The U.S. Food and Drug Administration (FDA) has announced the approval of a new 3D printed implant, the Patient Specific Talus Spacer from Additive Orthopaedics. The device is described by the FDA as “the first in the world and first-of-its-kind implant to replace the talus.”

The talus is the bone in the ankle that joins the leg and the foot. In particular, this world first could be used to treat avascular necrosis (AVN) of the ankle joint, in which bone tissue is destroyed by a lack of blood supply to the area. AVN is typically the result of an acute injury, such as a broken bone, or prolonged tissue damage. In joints, the cartilage that prevents bones from grinding against one another can degrade over time, resulting in arthritis and pain. In the case of the ankle, the talus may collapse and require the fusing of joints, which can reduce pain but makes movement of the joint impossible, or even amputation of the leg below the knee.

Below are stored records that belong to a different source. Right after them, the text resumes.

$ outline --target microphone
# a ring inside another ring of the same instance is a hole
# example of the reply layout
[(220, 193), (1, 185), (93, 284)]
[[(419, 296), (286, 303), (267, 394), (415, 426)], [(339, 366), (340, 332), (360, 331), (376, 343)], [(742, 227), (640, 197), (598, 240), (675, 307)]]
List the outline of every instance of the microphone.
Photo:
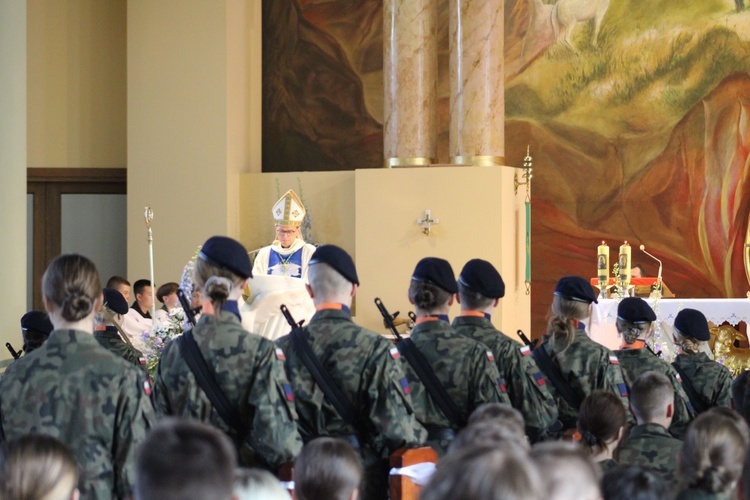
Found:
[(659, 274), (657, 275), (656, 280), (659, 283), (661, 283), (661, 270), (662, 270), (662, 267), (663, 267), (662, 263), (661, 263), (661, 260), (659, 260), (655, 255), (648, 253), (646, 251), (646, 246), (645, 245), (641, 245), (640, 249), (641, 249), (641, 252), (645, 253), (646, 255), (648, 255), (649, 257), (651, 257), (652, 259), (654, 259), (656, 262), (659, 263)]

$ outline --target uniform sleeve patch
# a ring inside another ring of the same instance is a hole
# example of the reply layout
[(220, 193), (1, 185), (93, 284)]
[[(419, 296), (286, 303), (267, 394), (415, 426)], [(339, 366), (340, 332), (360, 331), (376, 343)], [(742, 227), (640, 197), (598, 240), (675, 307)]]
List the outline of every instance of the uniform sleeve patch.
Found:
[(498, 387), (500, 387), (500, 391), (503, 394), (507, 394), (508, 393), (508, 388), (506, 387), (505, 380), (502, 377), (500, 377), (499, 379), (497, 379), (497, 385), (498, 385)]
[(537, 385), (545, 385), (547, 383), (542, 372), (536, 372), (534, 374), (534, 380), (536, 380)]
[(495, 361), (495, 355), (492, 354), (492, 351), (487, 351), (487, 359), (490, 361)]
[(409, 381), (406, 377), (402, 378), (399, 382), (401, 382), (401, 388), (404, 390), (404, 394), (411, 394), (411, 387), (409, 387)]
[(619, 365), (620, 364), (620, 360), (617, 359), (617, 356), (615, 356), (614, 354), (611, 354), (609, 356), (609, 364), (610, 365)]
[(628, 397), (628, 388), (624, 383), (617, 384), (617, 390), (620, 391), (620, 396), (624, 398)]
[(401, 357), (401, 353), (399, 353), (399, 352), (398, 352), (398, 347), (394, 347), (393, 349), (391, 349), (391, 350), (390, 350), (390, 351), (388, 351), (388, 352), (390, 352), (390, 354), (391, 354), (391, 357), (392, 357), (393, 359), (398, 359), (398, 358), (400, 358), (400, 357)]
[(150, 396), (151, 395), (151, 383), (148, 380), (144, 380), (143, 381), (143, 393), (146, 396)]
[(678, 381), (679, 383), (682, 383), (682, 377), (680, 377), (680, 374), (679, 374), (679, 373), (677, 373), (677, 374), (675, 374), (675, 375), (676, 375), (677, 381)]
[(146, 358), (143, 358), (143, 357), (141, 357), (141, 358), (138, 358), (138, 362), (139, 362), (140, 364), (142, 364), (142, 365), (145, 365), (145, 364), (146, 364)]
[(281, 350), (281, 347), (276, 348), (276, 359), (280, 361), (286, 360), (286, 356), (284, 355), (284, 351)]
[(292, 386), (289, 384), (281, 384), (284, 387), (284, 397), (289, 402), (294, 402), (294, 393), (292, 392)]
[(531, 354), (531, 347), (529, 347), (527, 345), (521, 347), (520, 349), (521, 349), (521, 355), (522, 356), (528, 356), (529, 354)]

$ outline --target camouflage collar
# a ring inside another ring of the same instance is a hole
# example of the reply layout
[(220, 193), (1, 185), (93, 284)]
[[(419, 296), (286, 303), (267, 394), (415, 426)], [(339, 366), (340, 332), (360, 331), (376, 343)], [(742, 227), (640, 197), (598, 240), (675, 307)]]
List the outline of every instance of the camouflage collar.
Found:
[(343, 319), (351, 321), (352, 314), (345, 309), (321, 309), (320, 311), (315, 312), (310, 323), (321, 319)]
[(659, 424), (641, 424), (636, 425), (630, 429), (630, 437), (643, 437), (643, 436), (667, 436), (672, 437), (664, 426)]
[(456, 316), (453, 318), (452, 325), (454, 327), (462, 326), (462, 325), (472, 325), (472, 326), (492, 326), (492, 321), (489, 320), (489, 318), (486, 318), (484, 316)]
[(99, 342), (94, 338), (93, 332), (88, 333), (83, 330), (71, 329), (53, 330), (45, 342), (45, 344), (50, 345), (66, 343), (99, 345)]

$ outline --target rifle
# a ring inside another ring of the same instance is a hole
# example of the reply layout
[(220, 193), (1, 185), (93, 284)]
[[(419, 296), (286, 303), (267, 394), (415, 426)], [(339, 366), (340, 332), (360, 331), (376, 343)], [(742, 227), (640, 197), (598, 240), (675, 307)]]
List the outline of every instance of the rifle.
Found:
[(185, 296), (185, 292), (182, 291), (182, 288), (177, 289), (177, 298), (180, 299), (180, 305), (185, 311), (185, 317), (187, 318), (188, 323), (190, 324), (190, 326), (195, 326), (195, 315), (200, 312), (201, 306), (192, 309), (190, 307), (190, 301), (188, 301), (187, 297)]
[(286, 322), (289, 323), (289, 326), (292, 327), (292, 330), (296, 330), (298, 328), (302, 328), (302, 323), (305, 322), (305, 320), (301, 320), (299, 323), (294, 321), (294, 316), (292, 316), (292, 313), (289, 312), (289, 309), (286, 307), (286, 305), (281, 304), (281, 314), (284, 315), (284, 319), (286, 319)]
[(16, 351), (15, 349), (13, 349), (13, 346), (10, 345), (10, 342), (6, 342), (5, 347), (8, 348), (8, 350), (10, 351), (10, 355), (13, 356), (13, 359), (18, 359), (21, 357), (23, 349), (21, 349), (20, 351)]
[(380, 300), (380, 297), (375, 297), (375, 305), (378, 306), (378, 311), (383, 315), (383, 325), (393, 333), (397, 341), (401, 342), (401, 334), (398, 333), (396, 325), (393, 323), (393, 320), (396, 319), (399, 311), (396, 311), (393, 314), (389, 313), (388, 309), (385, 308), (383, 301)]
[(526, 334), (523, 333), (523, 330), (518, 330), (516, 334), (518, 334), (518, 337), (523, 341), (525, 345), (531, 347), (532, 349), (536, 347), (537, 341), (535, 340), (532, 342), (531, 340), (529, 340)]

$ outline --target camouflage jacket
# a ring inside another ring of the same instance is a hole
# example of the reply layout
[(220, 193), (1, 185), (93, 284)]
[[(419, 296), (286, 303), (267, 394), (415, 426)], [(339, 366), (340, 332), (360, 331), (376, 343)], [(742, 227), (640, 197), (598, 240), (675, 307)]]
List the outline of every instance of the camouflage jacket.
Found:
[(134, 364), (144, 372), (148, 373), (148, 370), (146, 370), (146, 358), (143, 356), (143, 353), (122, 340), (122, 337), (120, 337), (120, 334), (115, 327), (108, 326), (106, 330), (95, 330), (94, 338), (102, 347), (115, 356), (124, 359), (128, 363)]
[[(628, 390), (622, 378), (617, 356), (612, 354), (612, 351), (591, 340), (581, 329), (576, 330), (573, 342), (566, 349), (560, 346), (558, 350), (558, 346), (554, 344), (547, 335), (537, 349), (547, 351), (552, 363), (559, 367), (564, 381), (578, 394), (581, 401), (597, 389), (612, 391), (620, 398), (628, 418), (632, 421), (628, 406)], [(552, 383), (548, 389), (557, 401), (560, 420), (567, 427), (575, 426), (578, 410), (568, 405)]]
[(706, 407), (729, 406), (732, 400), (732, 373), (704, 353), (678, 354), (674, 364), (693, 385)]
[[(243, 445), (240, 461), (276, 469), (297, 456), (302, 440), (295, 422), (294, 395), (284, 373), (283, 356), (277, 354), (273, 342), (245, 331), (237, 316), (227, 311), (201, 316), (193, 337), (222, 392), (252, 429), (250, 440), (256, 449)], [(177, 342), (168, 344), (159, 360), (154, 408), (158, 415), (208, 422), (236, 442), (242, 441), (211, 405)]]
[(620, 349), (614, 351), (620, 361), (620, 368), (625, 377), (628, 387), (643, 372), (656, 371), (664, 374), (672, 382), (674, 388), (674, 417), (669, 426), (669, 432), (676, 438), (682, 438), (688, 423), (692, 419), (693, 407), (690, 404), (685, 389), (682, 387), (682, 379), (672, 365), (659, 359), (654, 353), (646, 348), (642, 349)]
[(640, 465), (662, 473), (675, 487), (677, 456), (682, 441), (672, 437), (659, 424), (642, 424), (630, 429), (628, 437), (620, 443), (617, 462), (621, 465)]
[(154, 420), (146, 375), (90, 333), (55, 330), (0, 380), (0, 440), (54, 436), (76, 457), (81, 498), (128, 498)]
[(276, 345), (294, 389), (300, 434), (305, 441), (319, 436), (356, 435), (381, 458), (403, 446), (423, 443), (426, 432), (412, 408), (402, 362), (391, 353), (385, 337), (354, 324), (348, 311), (322, 309), (304, 329), (304, 336), (323, 368), (358, 412), (357, 428), (344, 421), (302, 363), (289, 335)]
[(557, 423), (557, 404), (531, 350), (495, 329), (484, 317), (459, 316), (453, 320), (453, 329), (490, 348), (508, 397), (523, 414), (526, 434), (532, 441), (547, 436), (548, 429)]
[[(427, 358), (464, 421), (484, 403), (511, 404), (505, 393), (505, 382), (495, 366), (494, 355), (486, 345), (459, 335), (448, 322), (441, 320), (418, 323), (411, 332), (411, 340)], [(404, 365), (412, 388), (417, 419), (428, 430), (451, 427), (450, 421), (429, 396), (411, 366), (408, 363)], [(449, 442), (429, 439), (427, 444), (442, 454)]]

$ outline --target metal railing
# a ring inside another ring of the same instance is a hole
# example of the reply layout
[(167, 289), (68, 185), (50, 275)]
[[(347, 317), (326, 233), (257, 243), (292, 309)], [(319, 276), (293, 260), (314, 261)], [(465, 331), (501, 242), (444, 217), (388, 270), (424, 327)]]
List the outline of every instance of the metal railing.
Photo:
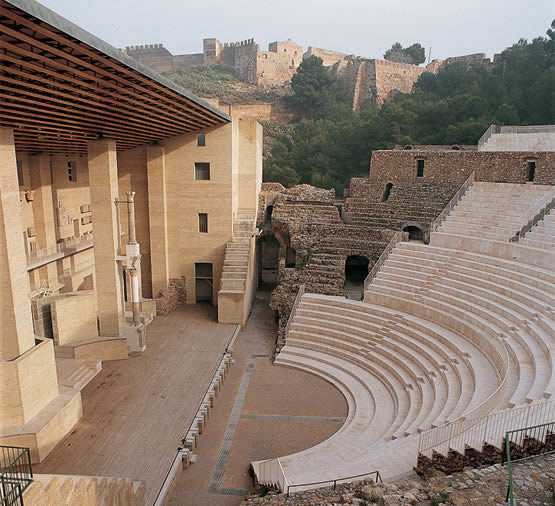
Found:
[(481, 450), (485, 443), (501, 448), (504, 434), (517, 427), (540, 424), (555, 418), (555, 401), (509, 408), (488, 416), (460, 419), (420, 434), (418, 453), (428, 458), (434, 452), (447, 455), (450, 449), (464, 452), (466, 447)]
[(23, 505), (23, 492), (32, 481), (29, 448), (0, 446), (0, 504)]
[(287, 319), (287, 325), (285, 326), (285, 342), (287, 342), (287, 337), (289, 336), (289, 331), (291, 330), (291, 324), (293, 323), (293, 318), (295, 318), (295, 313), (297, 312), (297, 308), (301, 303), (301, 299), (305, 294), (306, 286), (302, 284), (299, 286), (297, 290), (297, 296), (295, 297), (295, 302), (293, 302), (293, 307), (291, 308), (291, 312), (289, 313), (289, 318)]
[(535, 213), (535, 215), (530, 218), (525, 225), (514, 235), (512, 236), (509, 241), (510, 242), (518, 242), (522, 239), (534, 226), (536, 226), (541, 220), (545, 218), (547, 214), (551, 212), (551, 209), (555, 207), (555, 197), (550, 196), (542, 208)]
[[(326, 483), (333, 484), (333, 490), (337, 488), (337, 482), (346, 481), (346, 480), (354, 480), (355, 478), (362, 478), (363, 476), (375, 476), (374, 483), (382, 483), (382, 477), (380, 476), (379, 471), (371, 471), (370, 473), (362, 473), (362, 474), (355, 474), (353, 476), (345, 476), (343, 478), (335, 478), (333, 480), (324, 480), (324, 481), (313, 481), (311, 483), (296, 483), (295, 485), (287, 485), (287, 497), (289, 497), (289, 492), (292, 488), (295, 487), (311, 487), (313, 485), (325, 485)], [(318, 487), (315, 487), (318, 488)]]
[(395, 234), (389, 241), (389, 244), (382, 251), (380, 258), (378, 258), (376, 263), (372, 266), (372, 270), (368, 273), (368, 276), (366, 276), (366, 279), (364, 280), (364, 291), (368, 289), (370, 283), (372, 283), (372, 280), (376, 277), (376, 274), (378, 274), (378, 271), (387, 260), (387, 257), (393, 251), (393, 248), (395, 248), (395, 246), (397, 246), (397, 243), (401, 242), (402, 240), (403, 232), (395, 232)]
[(466, 181), (457, 190), (457, 193), (453, 195), (453, 198), (445, 206), (443, 211), (439, 213), (439, 216), (430, 224), (430, 237), (432, 236), (432, 232), (438, 231), (439, 226), (445, 221), (445, 218), (447, 218), (451, 210), (459, 203), (459, 200), (461, 200), (464, 197), (468, 189), (474, 184), (475, 177), (476, 177), (476, 172), (472, 172), (472, 174), (468, 176)]
[(555, 453), (555, 421), (507, 431), (503, 455), (509, 472), (507, 501), (513, 506), (513, 462)]

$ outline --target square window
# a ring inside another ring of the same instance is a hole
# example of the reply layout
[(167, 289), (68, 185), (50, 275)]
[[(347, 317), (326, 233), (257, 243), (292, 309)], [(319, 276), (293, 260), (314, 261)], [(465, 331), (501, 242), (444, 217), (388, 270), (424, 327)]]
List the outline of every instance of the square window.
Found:
[(416, 177), (424, 176), (424, 160), (416, 160)]
[(210, 180), (210, 164), (205, 162), (195, 162), (195, 179), (199, 181)]
[(208, 214), (198, 213), (198, 231), (203, 234), (208, 233)]
[(198, 134), (197, 135), (197, 146), (206, 146), (206, 135), (205, 134)]
[(77, 181), (77, 164), (75, 162), (67, 162), (67, 179), (68, 181)]

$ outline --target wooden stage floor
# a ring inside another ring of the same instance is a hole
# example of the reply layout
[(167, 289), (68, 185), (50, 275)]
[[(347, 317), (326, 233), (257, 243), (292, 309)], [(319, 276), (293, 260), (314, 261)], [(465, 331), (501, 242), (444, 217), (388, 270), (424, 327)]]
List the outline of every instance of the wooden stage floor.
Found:
[(147, 350), (103, 364), (83, 418), (33, 471), (145, 480), (152, 504), (234, 330), (209, 305), (156, 318)]

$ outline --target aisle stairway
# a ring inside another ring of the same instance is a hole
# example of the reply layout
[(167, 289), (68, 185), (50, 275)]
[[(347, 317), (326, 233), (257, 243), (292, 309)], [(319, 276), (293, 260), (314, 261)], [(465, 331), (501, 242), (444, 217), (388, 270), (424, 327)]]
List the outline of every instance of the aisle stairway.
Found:
[(553, 186), (476, 182), (439, 232), (506, 242), (554, 197)]
[[(283, 490), (375, 470), (393, 478), (416, 465), (419, 439), (425, 456), (449, 459), (451, 448), (481, 452), (486, 433), (501, 445), (500, 433), (486, 431), (490, 413), (500, 430), (529, 410), (538, 423), (555, 416), (555, 255), (509, 243), (519, 220), (526, 223), (552, 192), (476, 183), (430, 246), (397, 244), (364, 302), (305, 294), (275, 363), (334, 384), (349, 413), (319, 445), (254, 462), (259, 482)], [(472, 220), (476, 226), (466, 226)], [(553, 240), (549, 220), (543, 228), (543, 242)], [(485, 251), (503, 241), (508, 255), (435, 244), (452, 235), (475, 238)], [(480, 437), (470, 438), (476, 427)]]

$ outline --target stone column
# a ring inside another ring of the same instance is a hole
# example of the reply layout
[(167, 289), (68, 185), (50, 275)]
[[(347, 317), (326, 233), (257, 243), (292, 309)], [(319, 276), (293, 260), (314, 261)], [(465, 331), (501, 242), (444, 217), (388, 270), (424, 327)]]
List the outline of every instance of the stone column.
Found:
[[(35, 192), (33, 200), (33, 219), (39, 248), (56, 247), (56, 223), (52, 202), (52, 180), (50, 157), (35, 155), (29, 157), (31, 167), (31, 187)], [(50, 262), (41, 273), (41, 278), (53, 281), (58, 277), (56, 262)]]
[(119, 336), (122, 306), (116, 263), (119, 243), (115, 204), (118, 198), (116, 142), (107, 139), (89, 141), (88, 161), (99, 335)]
[(168, 220), (166, 200), (166, 165), (162, 146), (148, 146), (148, 213), (150, 223), (150, 268), (152, 296), (168, 287)]
[(22, 232), (13, 130), (0, 127), (0, 355), (6, 360), (35, 344)]

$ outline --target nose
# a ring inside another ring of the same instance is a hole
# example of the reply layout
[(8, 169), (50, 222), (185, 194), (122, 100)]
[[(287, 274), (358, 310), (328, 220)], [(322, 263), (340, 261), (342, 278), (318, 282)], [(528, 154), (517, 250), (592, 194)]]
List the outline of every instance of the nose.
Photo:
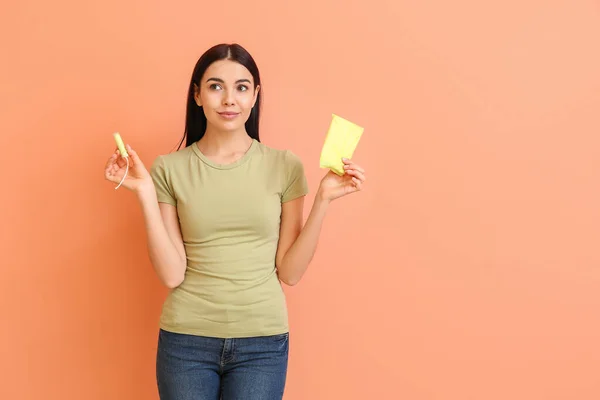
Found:
[(223, 91), (223, 105), (233, 106), (235, 105), (235, 97), (233, 90)]

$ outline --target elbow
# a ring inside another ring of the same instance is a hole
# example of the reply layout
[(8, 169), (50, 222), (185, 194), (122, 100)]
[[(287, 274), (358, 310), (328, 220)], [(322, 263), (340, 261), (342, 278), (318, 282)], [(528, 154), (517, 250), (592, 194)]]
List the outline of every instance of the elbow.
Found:
[(168, 289), (175, 289), (183, 283), (187, 268), (184, 262), (158, 263), (153, 260), (153, 266), (159, 281)]
[(276, 269), (277, 276), (281, 282), (285, 283), (287, 286), (296, 286), (300, 283), (306, 268), (300, 268), (297, 264), (291, 265), (289, 262), (284, 263), (282, 260), (276, 264)]
[(183, 283), (183, 277), (174, 276), (163, 279), (163, 284), (169, 289), (175, 289)]
[(169, 289), (175, 289), (179, 285), (183, 283), (183, 279), (185, 278), (185, 269), (183, 273), (178, 274), (169, 274), (163, 277), (163, 284)]
[(296, 284), (298, 282), (300, 282), (300, 279), (280, 279), (281, 282), (285, 283), (288, 286), (296, 286)]
[(300, 276), (288, 276), (286, 274), (279, 274), (279, 280), (288, 286), (296, 286), (300, 282)]

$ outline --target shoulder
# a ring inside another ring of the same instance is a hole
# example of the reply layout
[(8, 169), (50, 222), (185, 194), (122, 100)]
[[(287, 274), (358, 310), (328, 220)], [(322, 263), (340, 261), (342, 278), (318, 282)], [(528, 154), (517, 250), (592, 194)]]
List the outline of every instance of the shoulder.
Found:
[(264, 157), (272, 159), (280, 166), (292, 169), (302, 168), (302, 160), (292, 150), (278, 149), (260, 142), (258, 143), (258, 149)]
[[(281, 202), (286, 203), (308, 193), (304, 165), (300, 157), (289, 149), (276, 149), (261, 144), (260, 151), (271, 159), (271, 171), (277, 171), (281, 182)], [(270, 173), (272, 174), (272, 172)]]
[(165, 170), (174, 168), (182, 163), (185, 164), (189, 160), (191, 152), (192, 148), (188, 146), (171, 153), (159, 154), (152, 161), (151, 169), (153, 171)]

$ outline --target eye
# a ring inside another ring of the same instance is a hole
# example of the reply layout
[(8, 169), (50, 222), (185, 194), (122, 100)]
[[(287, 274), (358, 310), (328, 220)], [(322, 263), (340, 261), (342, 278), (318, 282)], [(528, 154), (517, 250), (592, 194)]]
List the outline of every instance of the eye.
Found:
[(246, 85), (240, 85), (240, 86), (238, 86), (238, 90), (240, 92), (245, 92), (245, 91), (248, 90), (248, 86), (246, 86)]
[(219, 89), (221, 89), (221, 85), (219, 85), (218, 83), (213, 83), (212, 85), (209, 86), (209, 88), (211, 90), (219, 90)]

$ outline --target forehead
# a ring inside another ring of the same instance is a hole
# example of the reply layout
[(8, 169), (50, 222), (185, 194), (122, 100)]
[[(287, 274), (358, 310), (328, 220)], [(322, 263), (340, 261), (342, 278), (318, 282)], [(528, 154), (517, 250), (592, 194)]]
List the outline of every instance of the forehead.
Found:
[(253, 82), (250, 71), (242, 64), (231, 60), (219, 60), (209, 65), (204, 73), (204, 80), (209, 78), (221, 78), (224, 81), (249, 79)]

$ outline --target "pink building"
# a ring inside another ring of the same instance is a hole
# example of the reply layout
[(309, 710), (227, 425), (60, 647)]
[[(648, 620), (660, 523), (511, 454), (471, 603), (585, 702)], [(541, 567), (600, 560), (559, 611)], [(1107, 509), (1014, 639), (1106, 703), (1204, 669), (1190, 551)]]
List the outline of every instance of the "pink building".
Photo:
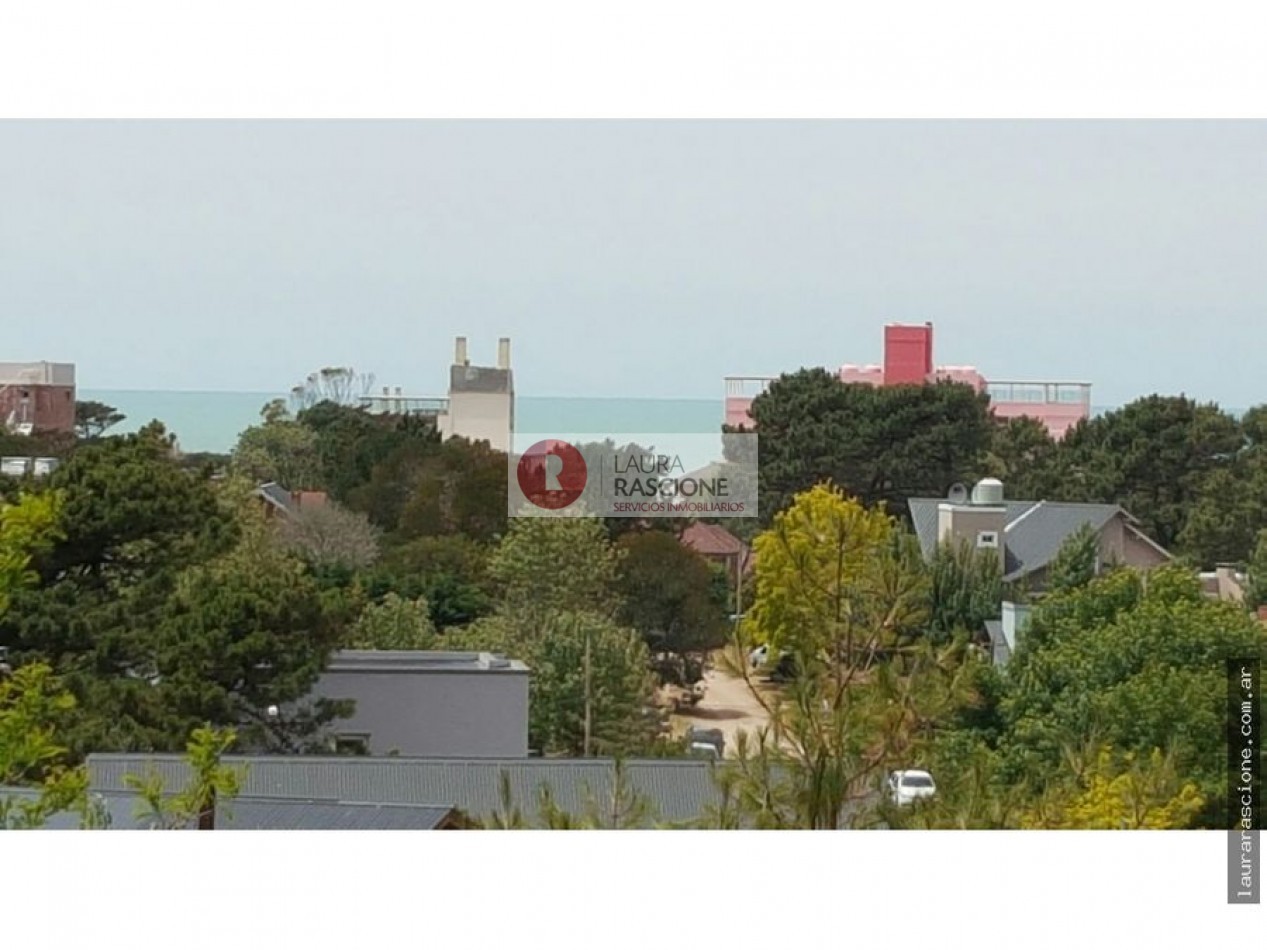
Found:
[[(975, 366), (933, 365), (933, 325), (890, 323), (884, 328), (884, 365), (846, 363), (837, 375), (841, 382), (899, 386), (952, 380), (990, 397), (990, 408), (1002, 419), (1029, 416), (1059, 439), (1091, 414), (1091, 384), (1055, 380), (988, 380)], [(775, 376), (727, 376), (726, 424), (752, 425), (748, 409)]]

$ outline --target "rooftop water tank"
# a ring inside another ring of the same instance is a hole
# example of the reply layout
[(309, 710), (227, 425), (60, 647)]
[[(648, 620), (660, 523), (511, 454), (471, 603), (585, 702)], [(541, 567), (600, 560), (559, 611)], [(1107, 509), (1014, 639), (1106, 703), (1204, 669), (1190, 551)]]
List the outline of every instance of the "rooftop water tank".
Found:
[(972, 488), (974, 505), (1003, 504), (1003, 483), (997, 478), (983, 478)]

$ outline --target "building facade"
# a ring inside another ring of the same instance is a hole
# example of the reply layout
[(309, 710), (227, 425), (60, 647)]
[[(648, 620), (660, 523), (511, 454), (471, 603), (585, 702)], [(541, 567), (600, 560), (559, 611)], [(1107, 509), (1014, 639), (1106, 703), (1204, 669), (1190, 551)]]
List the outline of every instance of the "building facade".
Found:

Now that there is a 3D printable implant to treat this problem, it may be used to replace other surgical interventions and spare the joint of people suffering from late-stage AVN. As the name suggests, the Patient Specific Talus Spacer is tailored to each patient based off of their computed tomography data. The damaged talus can then be replaced with a 3D printed, cobalt chromium replacement that perfectly fits the patient’s anatomy.